Impact of Preoperative Serum Albumin-Globulin Ratio on Disease Outcome After Radical Cystectomy for Urothelial Carcinoma of the Bladder

INTRODUCTION: The Albumin-Globulin Ratio (AGR; albumin/total protein - albumin) has been associated with oncological outcome in various malignancies. However, its role in urothelial carcinoma of the bladder (UCB) has not been clearly established. In this study, we assessed the association of preoperative AGR (pAGR) with survival in patients who underwent radical cystectomy (RC) for UCB.

MATERIAL AND METHODS: We conducted a retrospective analysis of an established multicenter database of 4.335 patients who were treated with RC for UCB. The cohort was divided into 2 groups according to the pAGR status. Binominal logistic regression as well as uni- and multivariable Cox regression analyses were used. The predictive value of the models was assessed by calculating receiver operating characteristics curves and concordance-indices (C-Index). The additional clinical value was assessed using the decision curve analysis (DCA).

RESULTS: Overall, 1.670 patients (38.5%) had a low pAGR. On multivariable logistic regression analyses, low pAGR was associated with an increased risk of ≥pT3 disease at RC (odds ratio [OR] 1.15, 95% confidence interval [CI] 1.01-1.31, P= 0.04). On multivariable Cox regression analyses, low pAGR remained associated with worse recurrence-free survival (RFS, HR 1.24, 95% CI 1.1-1.37, P< 0.001), cancer-specific survival (CSS, HR 1.23, 95% CI 1.1-1.38, P< 0.001) and overall survival (OS, HR 1.17, 95% CI 1.07-1.28, P< 0.001). The addition of pAGR to multiple prognostic models that were respectively fitted for clinical and postoperative variables did not improve the predictive accuracy.

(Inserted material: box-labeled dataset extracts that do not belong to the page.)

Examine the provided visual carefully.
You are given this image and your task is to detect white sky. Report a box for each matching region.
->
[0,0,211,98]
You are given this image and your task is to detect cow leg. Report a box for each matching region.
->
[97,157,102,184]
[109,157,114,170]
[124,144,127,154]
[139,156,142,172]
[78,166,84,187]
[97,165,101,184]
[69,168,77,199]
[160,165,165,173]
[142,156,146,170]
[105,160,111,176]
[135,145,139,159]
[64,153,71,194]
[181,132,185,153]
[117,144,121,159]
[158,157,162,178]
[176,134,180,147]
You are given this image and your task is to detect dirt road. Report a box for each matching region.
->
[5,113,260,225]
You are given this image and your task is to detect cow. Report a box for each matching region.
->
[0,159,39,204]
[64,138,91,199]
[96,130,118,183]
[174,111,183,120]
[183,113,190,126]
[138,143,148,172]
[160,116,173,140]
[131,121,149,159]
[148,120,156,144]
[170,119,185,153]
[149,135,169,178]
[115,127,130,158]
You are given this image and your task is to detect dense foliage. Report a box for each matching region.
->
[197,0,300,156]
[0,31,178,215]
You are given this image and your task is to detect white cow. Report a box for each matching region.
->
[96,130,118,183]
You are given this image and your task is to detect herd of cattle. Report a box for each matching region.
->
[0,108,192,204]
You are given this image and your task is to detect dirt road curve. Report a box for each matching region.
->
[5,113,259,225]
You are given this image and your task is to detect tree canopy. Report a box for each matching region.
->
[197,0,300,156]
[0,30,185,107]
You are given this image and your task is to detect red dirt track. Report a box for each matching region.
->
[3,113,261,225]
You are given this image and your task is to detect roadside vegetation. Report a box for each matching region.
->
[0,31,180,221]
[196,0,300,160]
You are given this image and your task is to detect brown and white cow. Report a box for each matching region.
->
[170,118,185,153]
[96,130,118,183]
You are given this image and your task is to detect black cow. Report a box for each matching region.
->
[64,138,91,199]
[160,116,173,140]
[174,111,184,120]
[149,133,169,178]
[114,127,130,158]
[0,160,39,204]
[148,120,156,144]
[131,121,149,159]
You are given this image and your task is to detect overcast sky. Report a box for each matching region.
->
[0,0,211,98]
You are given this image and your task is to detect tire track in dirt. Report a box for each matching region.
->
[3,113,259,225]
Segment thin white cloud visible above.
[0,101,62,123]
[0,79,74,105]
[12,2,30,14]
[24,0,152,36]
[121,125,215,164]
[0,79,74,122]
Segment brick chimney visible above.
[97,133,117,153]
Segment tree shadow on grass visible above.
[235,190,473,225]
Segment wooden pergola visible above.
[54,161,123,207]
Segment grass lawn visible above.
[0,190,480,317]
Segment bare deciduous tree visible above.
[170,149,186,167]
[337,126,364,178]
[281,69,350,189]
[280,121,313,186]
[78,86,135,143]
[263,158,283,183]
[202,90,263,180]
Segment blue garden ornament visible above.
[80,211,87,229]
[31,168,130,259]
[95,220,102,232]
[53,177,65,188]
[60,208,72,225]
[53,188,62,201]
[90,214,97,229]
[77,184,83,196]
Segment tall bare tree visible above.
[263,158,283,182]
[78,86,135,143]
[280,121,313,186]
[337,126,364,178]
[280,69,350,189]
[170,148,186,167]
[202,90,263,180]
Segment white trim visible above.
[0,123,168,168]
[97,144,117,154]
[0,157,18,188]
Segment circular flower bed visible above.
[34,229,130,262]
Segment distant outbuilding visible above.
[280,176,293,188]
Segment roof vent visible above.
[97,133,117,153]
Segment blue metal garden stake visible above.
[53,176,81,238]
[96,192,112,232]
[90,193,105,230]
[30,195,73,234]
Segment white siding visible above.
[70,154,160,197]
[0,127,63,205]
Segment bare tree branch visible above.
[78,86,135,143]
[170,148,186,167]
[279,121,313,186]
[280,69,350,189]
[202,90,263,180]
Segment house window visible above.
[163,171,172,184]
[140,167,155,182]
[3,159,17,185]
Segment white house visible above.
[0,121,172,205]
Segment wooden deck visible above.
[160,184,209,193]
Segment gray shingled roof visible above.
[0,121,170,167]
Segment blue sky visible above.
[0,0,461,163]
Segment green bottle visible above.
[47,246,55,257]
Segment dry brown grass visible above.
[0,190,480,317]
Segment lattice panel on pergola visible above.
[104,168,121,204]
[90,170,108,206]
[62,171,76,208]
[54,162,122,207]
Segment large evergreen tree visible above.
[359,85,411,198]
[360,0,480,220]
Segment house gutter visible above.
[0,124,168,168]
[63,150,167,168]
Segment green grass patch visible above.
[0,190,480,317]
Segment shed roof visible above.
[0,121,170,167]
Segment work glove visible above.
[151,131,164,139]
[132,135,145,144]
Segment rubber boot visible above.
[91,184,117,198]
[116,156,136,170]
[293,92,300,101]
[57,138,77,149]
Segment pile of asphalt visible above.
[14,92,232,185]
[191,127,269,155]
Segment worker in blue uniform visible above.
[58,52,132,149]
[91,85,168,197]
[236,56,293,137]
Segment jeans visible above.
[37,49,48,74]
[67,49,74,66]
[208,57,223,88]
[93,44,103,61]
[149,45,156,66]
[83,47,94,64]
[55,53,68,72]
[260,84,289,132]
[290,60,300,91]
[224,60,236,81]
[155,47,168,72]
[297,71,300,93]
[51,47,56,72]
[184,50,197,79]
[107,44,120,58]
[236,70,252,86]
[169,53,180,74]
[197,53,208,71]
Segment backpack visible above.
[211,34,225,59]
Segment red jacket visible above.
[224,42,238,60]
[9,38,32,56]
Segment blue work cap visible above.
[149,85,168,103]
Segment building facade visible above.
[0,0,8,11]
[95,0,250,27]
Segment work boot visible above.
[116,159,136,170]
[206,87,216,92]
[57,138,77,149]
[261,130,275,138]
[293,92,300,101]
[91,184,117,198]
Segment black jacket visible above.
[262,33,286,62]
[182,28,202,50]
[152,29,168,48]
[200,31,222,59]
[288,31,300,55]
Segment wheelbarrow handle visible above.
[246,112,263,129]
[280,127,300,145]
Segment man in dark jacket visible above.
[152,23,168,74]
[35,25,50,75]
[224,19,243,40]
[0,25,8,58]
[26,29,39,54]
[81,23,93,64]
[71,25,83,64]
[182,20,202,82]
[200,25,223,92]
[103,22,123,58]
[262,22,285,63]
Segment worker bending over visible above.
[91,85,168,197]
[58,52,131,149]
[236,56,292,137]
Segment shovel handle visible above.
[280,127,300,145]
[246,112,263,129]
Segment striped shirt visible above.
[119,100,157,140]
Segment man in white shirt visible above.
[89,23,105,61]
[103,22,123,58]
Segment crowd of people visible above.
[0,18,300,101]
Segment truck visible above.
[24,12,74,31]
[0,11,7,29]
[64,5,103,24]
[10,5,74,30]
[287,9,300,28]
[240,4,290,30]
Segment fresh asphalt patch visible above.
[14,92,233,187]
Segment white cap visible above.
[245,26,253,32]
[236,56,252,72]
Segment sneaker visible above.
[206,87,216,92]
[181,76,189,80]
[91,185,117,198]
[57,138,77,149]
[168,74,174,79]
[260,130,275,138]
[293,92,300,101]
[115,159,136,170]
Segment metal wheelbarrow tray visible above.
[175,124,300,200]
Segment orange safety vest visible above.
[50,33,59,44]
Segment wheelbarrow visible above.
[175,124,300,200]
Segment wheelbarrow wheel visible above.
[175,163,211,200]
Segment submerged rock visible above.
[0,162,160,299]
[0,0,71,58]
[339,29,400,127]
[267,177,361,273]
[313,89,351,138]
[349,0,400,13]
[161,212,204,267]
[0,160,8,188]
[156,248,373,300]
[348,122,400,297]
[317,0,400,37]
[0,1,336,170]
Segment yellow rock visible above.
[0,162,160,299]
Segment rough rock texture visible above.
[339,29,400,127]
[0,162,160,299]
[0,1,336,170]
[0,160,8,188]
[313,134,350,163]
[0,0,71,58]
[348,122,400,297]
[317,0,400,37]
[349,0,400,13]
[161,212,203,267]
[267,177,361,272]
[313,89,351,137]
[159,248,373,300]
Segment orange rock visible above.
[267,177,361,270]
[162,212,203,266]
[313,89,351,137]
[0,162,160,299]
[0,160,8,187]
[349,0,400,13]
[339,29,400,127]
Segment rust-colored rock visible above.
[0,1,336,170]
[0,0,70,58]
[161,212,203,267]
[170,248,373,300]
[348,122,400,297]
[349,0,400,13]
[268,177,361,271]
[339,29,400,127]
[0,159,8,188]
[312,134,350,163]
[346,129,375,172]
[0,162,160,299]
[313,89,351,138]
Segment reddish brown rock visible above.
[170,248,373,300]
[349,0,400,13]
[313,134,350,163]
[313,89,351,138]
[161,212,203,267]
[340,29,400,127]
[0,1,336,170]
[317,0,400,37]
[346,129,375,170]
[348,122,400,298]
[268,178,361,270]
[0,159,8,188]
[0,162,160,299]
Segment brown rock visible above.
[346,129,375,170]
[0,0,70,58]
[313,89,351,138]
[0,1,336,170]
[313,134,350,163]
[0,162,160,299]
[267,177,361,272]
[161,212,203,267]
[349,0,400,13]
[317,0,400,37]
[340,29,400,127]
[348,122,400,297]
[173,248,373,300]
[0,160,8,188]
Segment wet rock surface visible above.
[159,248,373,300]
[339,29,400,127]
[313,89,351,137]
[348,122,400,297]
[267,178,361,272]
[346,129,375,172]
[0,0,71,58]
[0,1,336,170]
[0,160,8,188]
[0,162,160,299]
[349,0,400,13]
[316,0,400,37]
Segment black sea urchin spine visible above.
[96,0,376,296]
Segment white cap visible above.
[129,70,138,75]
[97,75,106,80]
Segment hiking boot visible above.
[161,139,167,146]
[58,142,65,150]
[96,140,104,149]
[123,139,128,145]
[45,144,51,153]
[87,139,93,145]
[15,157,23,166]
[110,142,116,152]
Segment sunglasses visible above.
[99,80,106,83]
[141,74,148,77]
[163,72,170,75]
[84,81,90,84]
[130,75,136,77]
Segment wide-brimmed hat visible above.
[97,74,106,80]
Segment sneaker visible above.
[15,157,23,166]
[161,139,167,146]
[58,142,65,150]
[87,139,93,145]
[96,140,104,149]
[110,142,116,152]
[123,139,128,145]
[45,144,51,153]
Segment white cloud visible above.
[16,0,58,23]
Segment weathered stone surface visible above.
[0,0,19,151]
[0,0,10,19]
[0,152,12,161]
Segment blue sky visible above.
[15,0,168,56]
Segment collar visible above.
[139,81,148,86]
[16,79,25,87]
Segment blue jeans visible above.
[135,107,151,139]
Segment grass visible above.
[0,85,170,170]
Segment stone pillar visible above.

CONCLUSION: pAGR status is an independent predictor of ≥pT3 disease, therefore it could help identify patients who have a higher likelihood to benefit from neoadjuvant systemic therapy. While pAGR was independently associated with RFS, CSS, and OS, it did not improve the predictive accuracy and clinical value beyond obtained by information already available. The predictive value of this biomarker in the age of immunotherapy needs further evaluation.